Stop talking about non-specific stakeholders (investors-employees-customers-communities-environment) and speak directly to the health of the inputs and systems on which your company is truly dependent. Some call this “materiality”; it’s also common sense.

3. If your workers are not high on the list of critical inputs, ask why

Employees are not just “stakeholders”—they play an increasingly effective role in holding business to account for the social and environmental costs and impacts of their employers.

Edelman Trust data on the workplace reminds us that trust runs both ways—the executive that trusts the workers, earns their trust. When managed well, and fairly compensated, employees are real allies in the long game. What kinds of innovations will enable employees to deploy their unique knowledge of the supply chain or the customer experience, and therefore connect the business with communities of interest that influence the license to operate?

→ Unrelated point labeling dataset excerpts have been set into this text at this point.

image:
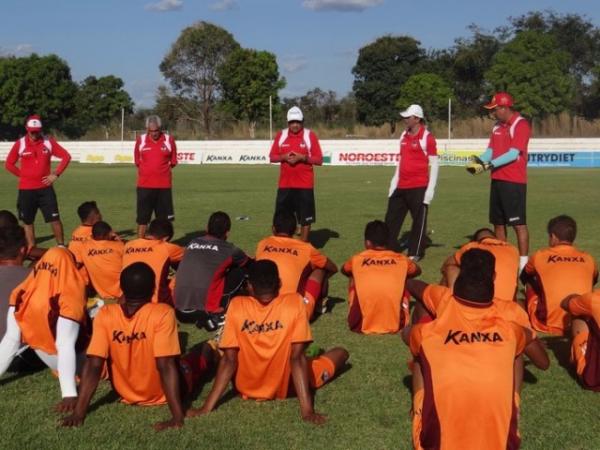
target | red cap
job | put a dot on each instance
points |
(34, 123)
(500, 99)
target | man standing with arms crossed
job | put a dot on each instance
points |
(298, 150)
(155, 155)
(34, 152)
(506, 157)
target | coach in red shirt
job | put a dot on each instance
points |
(155, 155)
(413, 185)
(506, 156)
(298, 150)
(33, 152)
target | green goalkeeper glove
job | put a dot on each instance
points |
(477, 166)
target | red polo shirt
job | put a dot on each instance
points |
(301, 175)
(154, 161)
(414, 160)
(35, 161)
(501, 141)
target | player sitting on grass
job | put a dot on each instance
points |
(585, 334)
(47, 312)
(377, 275)
(89, 214)
(302, 268)
(464, 390)
(139, 340)
(155, 250)
(264, 340)
(102, 258)
(210, 273)
(507, 263)
(553, 273)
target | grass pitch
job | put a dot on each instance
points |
(367, 406)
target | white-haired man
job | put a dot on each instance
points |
(413, 185)
(155, 156)
(298, 150)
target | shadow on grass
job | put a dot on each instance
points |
(185, 239)
(319, 238)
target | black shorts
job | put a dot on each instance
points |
(159, 201)
(300, 202)
(30, 200)
(508, 203)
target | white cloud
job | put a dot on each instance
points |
(294, 63)
(224, 5)
(340, 5)
(164, 5)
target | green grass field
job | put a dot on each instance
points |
(368, 405)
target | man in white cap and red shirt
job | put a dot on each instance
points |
(506, 157)
(33, 152)
(413, 184)
(298, 150)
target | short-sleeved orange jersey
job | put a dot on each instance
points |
(467, 359)
(559, 271)
(131, 346)
(435, 299)
(53, 289)
(295, 260)
(264, 335)
(159, 255)
(376, 297)
(507, 265)
(81, 234)
(103, 262)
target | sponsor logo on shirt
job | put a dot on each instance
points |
(196, 246)
(130, 250)
(251, 327)
(460, 337)
(121, 338)
(101, 251)
(286, 250)
(558, 258)
(378, 262)
(47, 266)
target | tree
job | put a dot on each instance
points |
(248, 77)
(34, 85)
(192, 64)
(428, 90)
(381, 68)
(537, 74)
(99, 101)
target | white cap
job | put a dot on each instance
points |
(295, 114)
(413, 110)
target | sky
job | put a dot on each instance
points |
(316, 41)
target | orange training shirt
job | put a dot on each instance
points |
(264, 335)
(131, 346)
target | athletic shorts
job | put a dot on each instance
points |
(30, 200)
(300, 202)
(508, 203)
(159, 201)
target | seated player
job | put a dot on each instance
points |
(464, 391)
(263, 345)
(507, 263)
(47, 312)
(585, 334)
(155, 250)
(377, 275)
(553, 273)
(301, 266)
(102, 258)
(139, 340)
(89, 214)
(209, 274)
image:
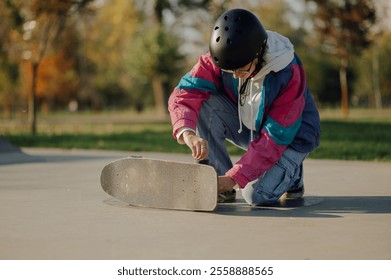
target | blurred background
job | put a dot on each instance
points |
(65, 58)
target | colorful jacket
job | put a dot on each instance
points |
(279, 107)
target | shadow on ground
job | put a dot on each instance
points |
(307, 207)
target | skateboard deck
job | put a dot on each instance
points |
(161, 183)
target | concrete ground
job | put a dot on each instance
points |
(52, 207)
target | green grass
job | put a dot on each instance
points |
(357, 138)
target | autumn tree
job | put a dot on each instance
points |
(39, 24)
(344, 28)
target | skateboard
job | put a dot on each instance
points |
(161, 183)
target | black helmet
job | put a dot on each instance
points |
(237, 38)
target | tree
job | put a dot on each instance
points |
(344, 28)
(39, 24)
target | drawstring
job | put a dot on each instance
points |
(251, 106)
(239, 104)
(241, 101)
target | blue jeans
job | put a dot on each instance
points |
(218, 121)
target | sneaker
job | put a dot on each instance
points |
(295, 193)
(226, 197)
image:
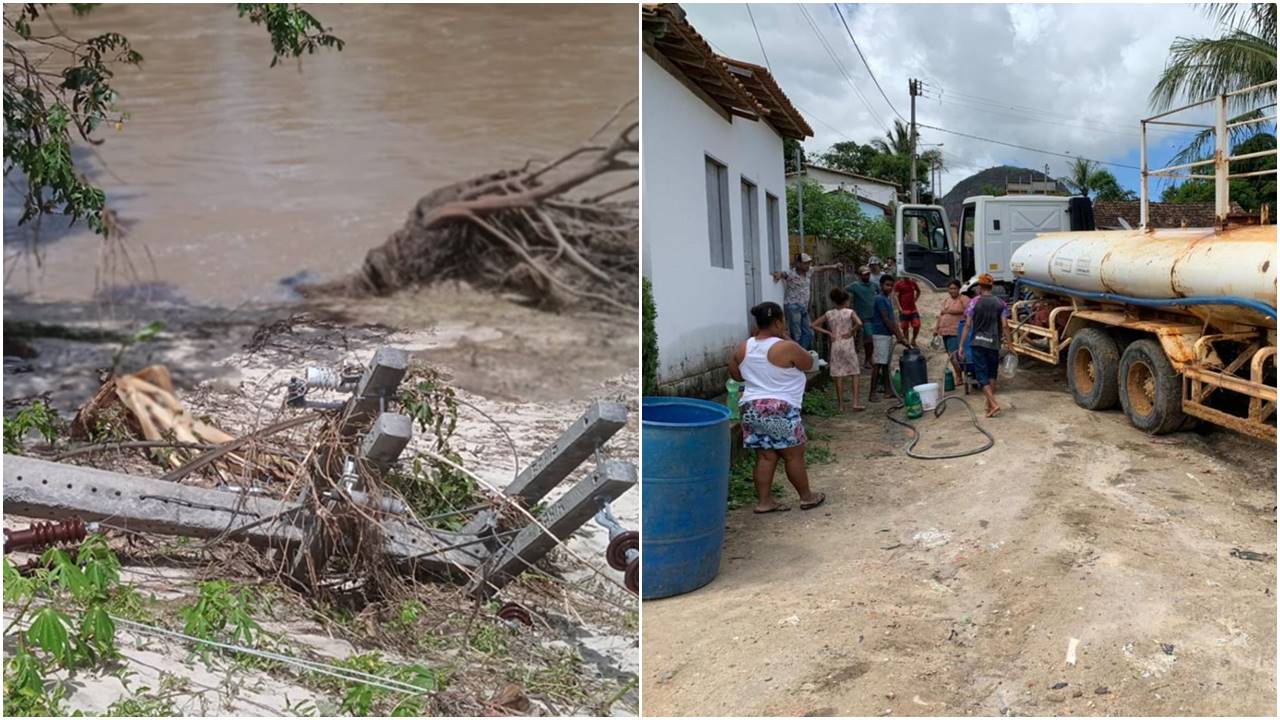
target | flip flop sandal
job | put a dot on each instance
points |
(812, 505)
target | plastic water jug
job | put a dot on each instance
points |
(1009, 365)
(732, 387)
(915, 369)
(913, 405)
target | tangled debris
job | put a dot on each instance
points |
(526, 232)
(357, 591)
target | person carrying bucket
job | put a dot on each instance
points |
(773, 369)
(885, 329)
(949, 323)
(982, 324)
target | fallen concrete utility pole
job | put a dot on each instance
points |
(54, 491)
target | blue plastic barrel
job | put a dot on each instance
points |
(684, 490)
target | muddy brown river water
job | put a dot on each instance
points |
(232, 176)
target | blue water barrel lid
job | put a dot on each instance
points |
(681, 413)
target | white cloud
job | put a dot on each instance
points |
(1069, 78)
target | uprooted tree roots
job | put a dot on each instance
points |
(525, 231)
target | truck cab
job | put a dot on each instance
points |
(991, 229)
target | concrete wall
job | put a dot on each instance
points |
(702, 310)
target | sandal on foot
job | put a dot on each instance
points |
(822, 497)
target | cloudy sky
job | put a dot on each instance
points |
(1068, 78)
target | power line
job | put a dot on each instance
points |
(1069, 156)
(865, 64)
(1027, 112)
(840, 67)
(748, 5)
(1130, 135)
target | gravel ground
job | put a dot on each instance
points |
(959, 587)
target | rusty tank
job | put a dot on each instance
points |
(1161, 264)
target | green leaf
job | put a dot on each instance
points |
(97, 630)
(49, 633)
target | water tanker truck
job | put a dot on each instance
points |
(1174, 326)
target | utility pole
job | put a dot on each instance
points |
(914, 89)
(800, 194)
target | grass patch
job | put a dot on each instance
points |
(818, 402)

4. Think about complete systems change

The need for access to critical inputs (minerals or other natural resources, dependable workers, societal trust) takes us down the road to systems change. The work ahead requires boards to get comfortable with new domains where the smartest person in the room may be from an NGO—or a competitor locked into the same system.

We will not address the big problems that threaten to undermine the future of the business one company at a time. Collaboration and partnership are required. So are regulations and protocols that preserve our natural resources and return a fair share of profits to employees.

Accomplishing any of this starts with companies having absolute clarity on what matters most—and the willingness to speak powerfully about the conditions and essential inputs for long-term value creation.